Per molto tempo, Campari ha dato grandi soddisfazioni ai suoi azionisti. Nel 2010, il brand ha realizzato un ottimo rally in Borsa raddoppiando le sue quotazioni.
Tuttavia, dall’autunno 2013 si è verificato un brusco dietrofront. Campari è arrivata a quotare i suoi massimi a 6,6 euro. A cosa è dovuta questa retromarcia? Oggi il gruppo quota sotto 5,2 euro con un rendimento borsistico negativo del 13% a un anno.
E mentre prima, quando tutto andava bene, era protagonista di acquisizioni in giro per il globo, ora Campari è reduce da dismissioni. Di cosa si tratta?
Soltanto prima di Natale ha ceduto Limoncetta in Italia e la divisione Agrichemical e farmaceutica in Giamaica.
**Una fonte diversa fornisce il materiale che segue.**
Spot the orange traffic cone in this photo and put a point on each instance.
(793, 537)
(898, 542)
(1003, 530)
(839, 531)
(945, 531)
Dismissioni che sono poco influenti per dimensioni e valore in rapporto a un gigante come Campari. Durante lo scorso anno, il brand ha fatto registrare ricavi per oltre 1,5 miliardi con un margine operativo lordo al 21% e un utile netto per 150 milioni. I numeri sono più che confortanti, e la redditività fa invidia a numerose società.
Ma la frenata in Borsa dura ormai da più di dodici mesi e per certi versi è inspiegabile. Certo, fino a settembre non è stato un 2014 facile. L’azienda del comparto beverage ha infatti mantenuto il fatturato sui livelli del settembre precedente con vendite pari a 1,06 miliardi.
Tuttavia, anche se il fatturato ha tenuto la redditività industriale è scesa dopo molti anni per la prima volta sotto quota 20%.
Il margine operativo lordo si è contratto sui dodici mesi del 15,6% a quota 189 milioni e vale oggi il 18% delle vendite.
Anche gli utili sono in frenata, poiché sono scesi del 21,8% a quota 117 milioni.